Tema central: A questão envolve interpretação de texto com foco em figuras de linguagem, especialmente a antítese (oposição de ideias), um dos tópicos mais recorrentes em provas para cargos administrativos e educacionais.

O trecho analisado — “Anne-Marie, também, era outra, com seu ar de cega superlúcida” — traz uma expressão marcante: "cega superlúcida". Pela norma-padrão e conforme autores como Evanildo Bechara (em "Moderna Gramática Portuguesa"), isso caracteriza a antítese, ou seja, a presença de ideias contrárias.

Justificativa da alternativa correta (D): A antítese ocorre quando palavras ou expressões de significado oposto são usadas em proximidade para enfatizar um contraste. No caso do trecho, “cega” (ausência de visão) e “superlúcida” (percepção clara, elevada) têm sentidos opostos e, ao serem colocadas lado a lado, evidenciam essa contrariedade, aprofundando a complexidade da personagem.

Análise das alternativas incorretas:

A) Equivalência: Não há relação de igualdade aqui, mas sim de oposição entre os termos “cega” e “superlúcida”.

B) Comparação: Não se constrói uma relação de “como” ou “tal qual”, que indicaria comparação. Há apenas oposição.

C) Ambiguidade: O sentido do trecho é claro: a personagem reúne em si dois atributos opostos, não há dupla interpretação possível.

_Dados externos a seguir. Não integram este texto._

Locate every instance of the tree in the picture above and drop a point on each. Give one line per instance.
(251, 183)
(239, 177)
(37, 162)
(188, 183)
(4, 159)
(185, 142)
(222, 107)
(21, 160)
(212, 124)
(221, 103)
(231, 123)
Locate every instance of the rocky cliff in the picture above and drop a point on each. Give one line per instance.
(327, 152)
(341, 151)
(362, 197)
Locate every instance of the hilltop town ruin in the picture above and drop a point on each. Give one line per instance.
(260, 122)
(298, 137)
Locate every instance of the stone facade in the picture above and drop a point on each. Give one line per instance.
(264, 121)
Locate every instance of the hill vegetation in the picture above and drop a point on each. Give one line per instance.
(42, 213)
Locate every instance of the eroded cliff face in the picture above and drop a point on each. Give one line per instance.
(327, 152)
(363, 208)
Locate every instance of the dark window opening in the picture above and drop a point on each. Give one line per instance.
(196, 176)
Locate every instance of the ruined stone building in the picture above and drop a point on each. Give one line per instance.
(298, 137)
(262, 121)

Estratégia para provas: Para reconhecer antítese ou ideias opostas,
- Observe sempre termos que indicam características antagônicas (ex.: claro/escuro, viver/morrer, cego/lúcido).
- Lembre-se: a antítese é sempre contraste direto; se houver relação de oposição, a resposta deve seguir por esse caminho.
- Pegadinhas comuns: Provas costumam confundir antítese com comparação ou ambiguidade, mas só há antítese se houver oposição.

Portanto, a alternativa correta é: D) Ideias contrárias.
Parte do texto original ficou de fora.